Paul Bolger wrote:
Because this is no longer Vague - you have made a very concrete
suggestion. The change of subject makes it much easier to read the
archives where subject is all that is initially seen when searching.


if this has already
been implemented isn't there a case for making the
'#project.menu-scheme=directories' the default, and letting those who
need extra flexibilty choose the other option if they need it?

Does it actually work the way David suggestd? Seems daft that we don't know!


Thinking more about this I can see one drawback: one wouldn't be able
to control the order in which links appear in menus. I don't think
this is necessarily a fatal problem though, particularly if the user
were able to 'freeze' the site structure to the site.xml file.
One could always hack the order by just renaming the source files,
01_foo.xml, 02_morefoo.xml etc. I realise this is probably horrifying
stuff for programmers... but a lot of website builders like to mess
around with the usability side of their site structure - nav, nesting
of sections etc. This would make restructuring very quick and easy.
There's a lot to be said for using an interface (the OS directory
structure) which most users are very familiar with.

Yes, that is why, in the resume plugin, the technique is only used for the list of resume's for people. It makes sense to sort these alphabetically. But not for most other content.

As for mangling the names to get the right order - it makes me shudder!! But if users would prefer it then it could be made an option.

Here are a couple of advantages (there are others I am sure):

...

I tend  to use SSI's for nav.
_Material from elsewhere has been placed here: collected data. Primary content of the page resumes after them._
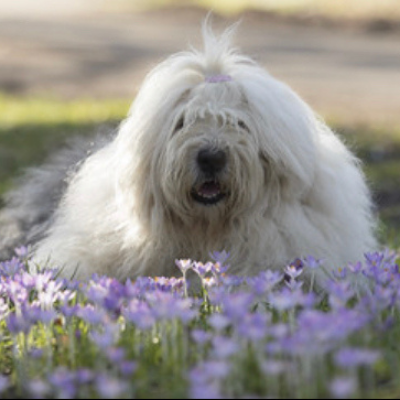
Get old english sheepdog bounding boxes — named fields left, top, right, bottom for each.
left=0, top=23, right=377, bottom=282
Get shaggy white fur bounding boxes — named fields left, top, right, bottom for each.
left=0, top=23, right=377, bottom=282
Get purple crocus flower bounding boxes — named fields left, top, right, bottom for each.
left=190, top=383, right=223, bottom=400
left=333, top=267, right=348, bottom=280
left=334, top=347, right=380, bottom=369
left=14, top=246, right=30, bottom=259
left=95, top=374, right=128, bottom=399
left=303, top=255, right=324, bottom=270
left=326, top=281, right=355, bottom=309
left=24, top=305, right=58, bottom=325
left=192, top=262, right=214, bottom=279
left=175, top=259, right=193, bottom=275
left=284, top=259, right=304, bottom=280
left=106, top=347, right=126, bottom=363
left=212, top=336, right=240, bottom=359
left=89, top=324, right=120, bottom=348
left=348, top=261, right=364, bottom=274
left=75, top=369, right=94, bottom=385
left=329, top=377, right=357, bottom=399
left=235, top=312, right=269, bottom=342
left=6, top=313, right=33, bottom=335
left=219, top=292, right=254, bottom=322
left=77, top=305, right=107, bottom=325
left=28, top=379, right=50, bottom=399
left=247, top=270, right=283, bottom=295
left=48, top=367, right=77, bottom=399
left=0, top=376, right=9, bottom=394
left=192, top=329, right=213, bottom=345
left=364, top=252, right=385, bottom=268
left=208, top=314, right=231, bottom=332
left=0, top=257, right=25, bottom=277
left=119, top=361, right=137, bottom=377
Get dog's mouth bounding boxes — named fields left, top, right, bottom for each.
left=191, top=180, right=226, bottom=206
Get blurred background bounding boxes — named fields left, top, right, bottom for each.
left=0, top=0, right=399, bottom=242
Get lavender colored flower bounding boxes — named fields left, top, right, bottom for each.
left=236, top=312, right=269, bottom=341
left=106, top=347, right=126, bottom=363
left=122, top=301, right=156, bottom=331
left=89, top=324, right=120, bottom=348
left=0, top=257, right=25, bottom=277
left=146, top=292, right=196, bottom=323
left=326, top=281, right=355, bottom=309
left=14, top=246, right=30, bottom=259
left=24, top=305, right=58, bottom=325
left=365, top=252, right=385, bottom=268
left=284, top=259, right=304, bottom=280
left=348, top=261, right=364, bottom=274
left=285, top=279, right=304, bottom=291
left=175, top=259, right=193, bottom=275
left=208, top=314, right=231, bottom=332
left=219, top=292, right=254, bottom=321
left=6, top=280, right=29, bottom=307
left=212, top=335, right=240, bottom=359
left=333, top=267, right=348, bottom=280
left=190, top=383, right=223, bottom=400
left=303, top=255, right=324, bottom=270
left=119, top=361, right=138, bottom=377
left=95, top=374, right=128, bottom=399
left=190, top=360, right=231, bottom=383
left=209, top=250, right=230, bottom=265
left=261, top=360, right=288, bottom=376
left=78, top=305, right=107, bottom=325
left=289, top=309, right=370, bottom=355
left=268, top=288, right=306, bottom=311
left=219, top=275, right=245, bottom=288
left=75, top=369, right=95, bottom=385
left=33, top=270, right=57, bottom=293
left=0, top=376, right=9, bottom=394
left=192, top=329, right=213, bottom=345
left=247, top=270, right=283, bottom=295
left=329, top=377, right=357, bottom=399
left=29, top=347, right=44, bottom=359
left=48, top=367, right=77, bottom=399
left=60, top=305, right=80, bottom=319
left=192, top=261, right=214, bottom=278
left=334, top=347, right=380, bottom=369
left=28, top=379, right=50, bottom=399
left=6, top=313, right=33, bottom=335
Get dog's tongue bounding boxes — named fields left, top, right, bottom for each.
left=198, top=181, right=221, bottom=197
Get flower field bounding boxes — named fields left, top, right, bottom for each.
left=0, top=248, right=399, bottom=399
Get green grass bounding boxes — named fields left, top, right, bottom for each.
left=0, top=94, right=130, bottom=200
left=0, top=93, right=399, bottom=238
left=127, top=0, right=400, bottom=20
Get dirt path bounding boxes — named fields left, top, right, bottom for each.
left=0, top=5, right=399, bottom=126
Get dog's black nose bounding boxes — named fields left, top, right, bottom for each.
left=197, top=149, right=227, bottom=175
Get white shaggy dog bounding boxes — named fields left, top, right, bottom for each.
left=0, top=24, right=377, bottom=281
I also use CSS to filter the output of
those includes. For instance the developer manuals would be
class="dev" and in the user site .dev would have a display:none value.
That's if I needed the the two lists completely merged into user, dev,
user, dev etc.

The problem with the 'CSS to exclude stuff' approach is that you are using bandwidth to send informaition that is not being displayed. This may not be significant in low traffic sites (like my own). But for something like the Apache sites it mounts up very quickly, that is 1 million lots of 100 extra bytes adds up to lots of bandwidth.

The reduction of bandwitdh use is one of the goals of the project.